Appearing yesterday before the National Assembly Committee on Finance and National Planning, various financial and tax experts warned that if enacted, returns for small savers in collective investment schemes, popularly known as unit trusts, would decline by between three and five per cent.

A Robin Hood tax is a tax aimed at redistributing resources in order to achieve greater social equality, especially a proposed tax on transactions made by financial institutions.

Single account

Britam Asset Managers Chief Executive Kenneth Kaniu told the committee whereas most of the savings made by individuals do not amount to Sh500, 000, they are normally aggregated under a single account of millions of shillings.

“If a small investor won’t get a return of 10 per cent, it will come down by between three and five cents,” he said.

“This would surely kill the morale of savers,” said Mr Kaniu, who is also the chairman of the Association of Collective Investment Schemes.
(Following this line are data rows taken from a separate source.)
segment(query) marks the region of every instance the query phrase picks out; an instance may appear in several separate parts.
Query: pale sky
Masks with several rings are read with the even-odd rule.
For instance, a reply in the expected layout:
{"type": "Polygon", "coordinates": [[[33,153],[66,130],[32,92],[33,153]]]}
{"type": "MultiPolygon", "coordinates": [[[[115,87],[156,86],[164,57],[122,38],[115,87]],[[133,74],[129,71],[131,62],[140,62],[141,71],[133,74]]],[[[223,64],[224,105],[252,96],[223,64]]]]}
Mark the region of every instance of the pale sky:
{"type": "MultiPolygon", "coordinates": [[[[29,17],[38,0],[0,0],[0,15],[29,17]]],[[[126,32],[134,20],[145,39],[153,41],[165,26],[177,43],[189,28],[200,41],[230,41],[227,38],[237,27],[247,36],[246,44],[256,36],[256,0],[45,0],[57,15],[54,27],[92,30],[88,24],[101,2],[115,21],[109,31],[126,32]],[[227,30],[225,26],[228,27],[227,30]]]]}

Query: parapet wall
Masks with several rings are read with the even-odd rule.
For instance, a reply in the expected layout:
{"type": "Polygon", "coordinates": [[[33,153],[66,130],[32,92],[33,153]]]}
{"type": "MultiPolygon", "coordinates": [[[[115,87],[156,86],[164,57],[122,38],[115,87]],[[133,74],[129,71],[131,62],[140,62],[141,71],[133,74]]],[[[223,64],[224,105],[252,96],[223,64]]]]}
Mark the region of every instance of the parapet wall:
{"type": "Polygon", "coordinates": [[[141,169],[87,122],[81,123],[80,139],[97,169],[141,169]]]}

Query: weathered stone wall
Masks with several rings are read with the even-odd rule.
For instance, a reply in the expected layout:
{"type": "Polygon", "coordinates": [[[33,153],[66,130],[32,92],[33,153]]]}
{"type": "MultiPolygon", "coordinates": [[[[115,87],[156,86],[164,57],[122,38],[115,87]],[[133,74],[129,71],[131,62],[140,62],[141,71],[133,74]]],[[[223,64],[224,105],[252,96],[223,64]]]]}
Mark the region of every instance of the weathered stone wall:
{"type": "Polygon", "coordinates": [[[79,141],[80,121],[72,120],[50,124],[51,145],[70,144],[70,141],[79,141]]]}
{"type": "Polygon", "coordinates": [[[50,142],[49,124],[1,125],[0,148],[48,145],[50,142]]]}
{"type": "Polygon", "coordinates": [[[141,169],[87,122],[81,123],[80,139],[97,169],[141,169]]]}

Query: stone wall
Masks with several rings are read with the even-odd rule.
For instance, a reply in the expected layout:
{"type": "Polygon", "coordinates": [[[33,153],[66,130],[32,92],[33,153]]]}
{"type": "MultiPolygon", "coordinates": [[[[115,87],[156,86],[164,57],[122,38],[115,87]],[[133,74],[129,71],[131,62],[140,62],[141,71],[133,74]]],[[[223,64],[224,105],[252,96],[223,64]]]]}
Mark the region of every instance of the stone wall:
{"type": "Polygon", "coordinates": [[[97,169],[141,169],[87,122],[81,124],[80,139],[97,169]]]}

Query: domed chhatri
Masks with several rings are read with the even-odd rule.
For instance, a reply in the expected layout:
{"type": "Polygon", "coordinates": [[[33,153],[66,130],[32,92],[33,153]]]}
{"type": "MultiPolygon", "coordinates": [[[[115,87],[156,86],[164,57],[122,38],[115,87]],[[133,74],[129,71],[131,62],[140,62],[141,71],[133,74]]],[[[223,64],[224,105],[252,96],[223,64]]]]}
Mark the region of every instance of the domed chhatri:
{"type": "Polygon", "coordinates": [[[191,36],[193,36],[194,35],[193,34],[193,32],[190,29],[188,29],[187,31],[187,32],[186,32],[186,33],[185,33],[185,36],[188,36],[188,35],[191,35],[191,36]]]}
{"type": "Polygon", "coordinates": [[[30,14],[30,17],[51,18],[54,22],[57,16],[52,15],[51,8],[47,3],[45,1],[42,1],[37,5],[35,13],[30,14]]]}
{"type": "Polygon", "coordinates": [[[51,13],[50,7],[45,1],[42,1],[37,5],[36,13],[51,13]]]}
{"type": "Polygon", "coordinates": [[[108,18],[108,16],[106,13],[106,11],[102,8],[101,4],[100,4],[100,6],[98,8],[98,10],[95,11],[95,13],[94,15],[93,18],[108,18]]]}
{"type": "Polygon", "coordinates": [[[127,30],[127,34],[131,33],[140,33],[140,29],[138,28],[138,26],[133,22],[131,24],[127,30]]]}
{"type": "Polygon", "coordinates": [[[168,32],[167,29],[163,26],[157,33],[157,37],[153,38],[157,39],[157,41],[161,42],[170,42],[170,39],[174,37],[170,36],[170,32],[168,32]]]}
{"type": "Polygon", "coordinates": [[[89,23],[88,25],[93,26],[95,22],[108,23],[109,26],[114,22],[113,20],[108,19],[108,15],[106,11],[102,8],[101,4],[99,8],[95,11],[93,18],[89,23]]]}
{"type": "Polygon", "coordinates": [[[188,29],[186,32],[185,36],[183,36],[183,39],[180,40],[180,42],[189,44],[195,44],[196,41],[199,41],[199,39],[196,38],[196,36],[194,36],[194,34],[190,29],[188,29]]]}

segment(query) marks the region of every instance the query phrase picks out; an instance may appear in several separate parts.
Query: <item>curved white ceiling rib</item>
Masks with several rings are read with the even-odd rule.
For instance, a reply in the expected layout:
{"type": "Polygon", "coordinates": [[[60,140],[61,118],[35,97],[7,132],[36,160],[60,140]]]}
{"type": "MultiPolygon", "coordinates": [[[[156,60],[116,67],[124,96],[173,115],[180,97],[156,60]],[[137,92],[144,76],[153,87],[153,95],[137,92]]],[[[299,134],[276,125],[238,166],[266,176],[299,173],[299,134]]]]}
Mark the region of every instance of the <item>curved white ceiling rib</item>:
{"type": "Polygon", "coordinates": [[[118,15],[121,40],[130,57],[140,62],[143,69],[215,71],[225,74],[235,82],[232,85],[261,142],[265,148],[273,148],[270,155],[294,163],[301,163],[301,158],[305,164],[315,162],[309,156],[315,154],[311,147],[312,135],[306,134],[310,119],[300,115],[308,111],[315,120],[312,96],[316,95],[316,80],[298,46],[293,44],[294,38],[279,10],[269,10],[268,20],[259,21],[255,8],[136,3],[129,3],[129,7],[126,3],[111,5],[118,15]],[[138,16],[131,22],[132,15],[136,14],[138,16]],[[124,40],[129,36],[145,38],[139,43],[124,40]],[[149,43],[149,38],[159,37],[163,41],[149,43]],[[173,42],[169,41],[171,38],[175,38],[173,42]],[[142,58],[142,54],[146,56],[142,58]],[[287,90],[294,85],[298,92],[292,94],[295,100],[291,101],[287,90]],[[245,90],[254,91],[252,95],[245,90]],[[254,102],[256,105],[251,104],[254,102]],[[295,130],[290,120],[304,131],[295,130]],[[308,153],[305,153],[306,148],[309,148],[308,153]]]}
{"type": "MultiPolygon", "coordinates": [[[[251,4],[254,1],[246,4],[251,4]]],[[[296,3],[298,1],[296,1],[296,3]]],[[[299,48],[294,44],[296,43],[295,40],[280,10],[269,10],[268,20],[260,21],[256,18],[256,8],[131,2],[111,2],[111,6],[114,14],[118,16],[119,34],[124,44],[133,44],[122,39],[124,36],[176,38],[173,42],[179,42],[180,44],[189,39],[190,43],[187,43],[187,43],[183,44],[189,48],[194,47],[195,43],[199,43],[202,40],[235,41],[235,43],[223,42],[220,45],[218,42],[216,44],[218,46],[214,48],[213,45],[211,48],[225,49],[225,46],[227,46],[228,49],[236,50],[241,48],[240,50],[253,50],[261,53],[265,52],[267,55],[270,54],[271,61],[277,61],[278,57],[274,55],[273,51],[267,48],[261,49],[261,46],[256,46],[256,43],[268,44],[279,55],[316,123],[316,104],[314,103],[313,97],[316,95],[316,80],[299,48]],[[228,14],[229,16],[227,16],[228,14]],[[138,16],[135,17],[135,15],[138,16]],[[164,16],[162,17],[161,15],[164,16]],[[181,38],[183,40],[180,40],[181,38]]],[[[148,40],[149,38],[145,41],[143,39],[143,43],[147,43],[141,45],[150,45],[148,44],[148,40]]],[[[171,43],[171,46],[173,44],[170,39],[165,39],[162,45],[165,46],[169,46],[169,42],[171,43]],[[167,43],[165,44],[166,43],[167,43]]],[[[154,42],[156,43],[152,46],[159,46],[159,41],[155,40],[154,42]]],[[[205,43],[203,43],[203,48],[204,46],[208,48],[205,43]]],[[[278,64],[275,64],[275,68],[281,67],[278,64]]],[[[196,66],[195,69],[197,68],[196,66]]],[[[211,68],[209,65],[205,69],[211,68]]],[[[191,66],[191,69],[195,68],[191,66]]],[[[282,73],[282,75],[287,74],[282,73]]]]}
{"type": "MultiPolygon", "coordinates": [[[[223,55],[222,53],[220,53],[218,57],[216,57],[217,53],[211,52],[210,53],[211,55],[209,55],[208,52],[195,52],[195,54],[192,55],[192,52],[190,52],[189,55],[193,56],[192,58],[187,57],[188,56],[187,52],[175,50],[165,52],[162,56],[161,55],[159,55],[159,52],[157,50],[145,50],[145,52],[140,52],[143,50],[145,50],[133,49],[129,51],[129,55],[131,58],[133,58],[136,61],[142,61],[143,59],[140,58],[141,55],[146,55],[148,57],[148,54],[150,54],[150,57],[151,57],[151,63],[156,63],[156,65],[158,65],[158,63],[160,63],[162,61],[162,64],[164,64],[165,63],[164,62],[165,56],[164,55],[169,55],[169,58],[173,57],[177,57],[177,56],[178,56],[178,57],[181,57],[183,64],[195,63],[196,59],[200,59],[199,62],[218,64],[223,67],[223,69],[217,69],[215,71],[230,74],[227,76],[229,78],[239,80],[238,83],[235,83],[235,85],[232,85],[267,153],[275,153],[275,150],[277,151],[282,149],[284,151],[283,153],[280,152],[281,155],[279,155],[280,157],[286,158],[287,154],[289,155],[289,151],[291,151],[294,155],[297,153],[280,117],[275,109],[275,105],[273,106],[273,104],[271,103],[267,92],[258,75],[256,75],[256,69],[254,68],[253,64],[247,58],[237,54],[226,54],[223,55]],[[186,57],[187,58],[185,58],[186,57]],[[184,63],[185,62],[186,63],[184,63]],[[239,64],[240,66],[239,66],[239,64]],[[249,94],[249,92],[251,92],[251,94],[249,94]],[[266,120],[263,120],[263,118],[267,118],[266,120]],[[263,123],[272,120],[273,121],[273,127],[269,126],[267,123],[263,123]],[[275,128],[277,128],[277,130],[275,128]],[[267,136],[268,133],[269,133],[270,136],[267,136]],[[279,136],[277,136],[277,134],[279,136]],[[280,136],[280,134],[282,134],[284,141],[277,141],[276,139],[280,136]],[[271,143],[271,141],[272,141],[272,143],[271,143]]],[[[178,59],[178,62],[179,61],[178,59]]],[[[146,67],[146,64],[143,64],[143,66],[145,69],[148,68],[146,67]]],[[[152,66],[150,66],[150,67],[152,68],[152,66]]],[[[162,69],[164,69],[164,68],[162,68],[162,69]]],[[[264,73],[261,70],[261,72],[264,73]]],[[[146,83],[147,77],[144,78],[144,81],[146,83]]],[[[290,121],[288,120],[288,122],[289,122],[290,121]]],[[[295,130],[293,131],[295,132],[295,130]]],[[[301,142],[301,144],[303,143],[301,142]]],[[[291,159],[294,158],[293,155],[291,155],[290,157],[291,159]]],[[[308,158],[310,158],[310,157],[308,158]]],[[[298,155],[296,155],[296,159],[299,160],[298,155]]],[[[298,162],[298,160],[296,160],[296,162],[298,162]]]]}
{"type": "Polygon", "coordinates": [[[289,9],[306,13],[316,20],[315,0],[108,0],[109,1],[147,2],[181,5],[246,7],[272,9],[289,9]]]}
He said some savers might decide to let the money sit idle in the current account.

Another expert said the definition of the transaction was not very clear.

“We actually do not know whether by transactions they mean cheques, cash withdrawals, loan transactions or only deposits,” Peter Kinuthia, a tax partner at audit firm KPMG, told the committee chaired by Kipkelion East MP Joseph Limo.

Instead, the experts proposed for the Government to increase the 10 per cent duty charged by financial institutions on transactions to 12 per cent.

Not clear

“We have estimated that the Government would raise Sh4.2 billion which is more than what they would raise from Robin Hood taxes,” said Kaniu.

Moreover, they noted that people making a tax payment of a sum bigger than Sh500, 000 might end up being double taxed as the provision, currently, in the Finance Bill, 2018, is not very clear on this.

They noted that normally money channelled through collective investment schemes goes through at least five stages, all of which would attract a tax of 0.05 per cent.